Sunday, 14 October 2007

Laugh together, work together

These days in our basement flat here by a park in the sunlit capital, we seem to live and breathe and love and work in one room. It's a few rooms actually, but they're close enough to feel like one. You would expect something as close-knit to create fireworks, but in our case it seems to create only more industry, as one cell of work gently competes then computes with another. The artist for example has her new piece on the wall alongside her old. She has worshiped the clean surface for two days, as she begins the assault in earnest now to build those first few layers so elemental to the finished work. She passes it like a dog on heat, brushing her eyes across it, not out of vanity, not with any self-congratulation, but like a dancer commencing some ancient dance, full of private ritual, slow unfurlings of meaning, vocation, spirit, skill, need. Our daughter, perhaps to stave off early bed, unzips a colour pencil-case given by her grandmother. Our son challenges himself to get out of bed and get some fruit from the kitchen.
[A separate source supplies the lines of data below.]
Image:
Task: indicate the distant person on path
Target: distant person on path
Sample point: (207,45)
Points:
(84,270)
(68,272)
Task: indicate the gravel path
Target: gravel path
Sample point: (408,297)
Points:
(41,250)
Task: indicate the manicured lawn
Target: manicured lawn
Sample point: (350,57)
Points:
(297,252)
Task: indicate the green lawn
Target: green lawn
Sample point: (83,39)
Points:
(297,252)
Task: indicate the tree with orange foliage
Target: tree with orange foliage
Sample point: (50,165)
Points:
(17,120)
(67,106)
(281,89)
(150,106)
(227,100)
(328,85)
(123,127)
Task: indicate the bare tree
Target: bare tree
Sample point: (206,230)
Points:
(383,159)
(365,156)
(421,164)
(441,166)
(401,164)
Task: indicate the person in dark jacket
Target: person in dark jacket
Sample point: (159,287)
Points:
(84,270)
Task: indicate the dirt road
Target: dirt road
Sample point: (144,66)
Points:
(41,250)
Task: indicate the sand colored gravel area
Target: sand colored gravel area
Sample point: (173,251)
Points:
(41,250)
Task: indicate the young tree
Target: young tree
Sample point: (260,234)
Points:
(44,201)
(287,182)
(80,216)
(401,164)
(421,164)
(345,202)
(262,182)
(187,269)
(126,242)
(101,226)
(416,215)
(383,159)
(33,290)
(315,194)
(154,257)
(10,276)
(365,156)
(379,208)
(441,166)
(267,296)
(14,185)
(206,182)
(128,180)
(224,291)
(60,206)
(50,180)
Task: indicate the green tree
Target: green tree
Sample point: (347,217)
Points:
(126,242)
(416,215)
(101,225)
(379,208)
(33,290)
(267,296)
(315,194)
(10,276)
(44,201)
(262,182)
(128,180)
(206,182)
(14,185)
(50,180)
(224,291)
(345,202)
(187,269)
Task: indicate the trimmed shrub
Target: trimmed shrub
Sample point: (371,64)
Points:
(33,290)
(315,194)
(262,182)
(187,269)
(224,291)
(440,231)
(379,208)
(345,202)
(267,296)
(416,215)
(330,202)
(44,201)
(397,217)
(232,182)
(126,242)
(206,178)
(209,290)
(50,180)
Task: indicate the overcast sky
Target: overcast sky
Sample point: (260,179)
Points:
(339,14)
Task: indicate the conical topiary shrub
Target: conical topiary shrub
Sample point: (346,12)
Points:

Now, though, the artist has sat down on the bright red sofa. I am watching her profile as she lies back and rubs her eyes, all the while staring up at the new piece. I wish I could say some Mozart is playing, or Alabama 3, but the only sound is the washing machine and the relentless tapping of my fingers on the keyboard. At least the lights are low and the day's battering of industry is partly abating. It is always the same when the artist begins a new piece. I always lose her for a while. She becomes someone else's. I don't mind this. I married an artist. She does everything she said on the can, and some. If anything, it is me who is unpredictable. At least I know the purpose of this blog: to chart the crucial journey through thick and thin towards ultimate exhibition. It will be the mother of all shows.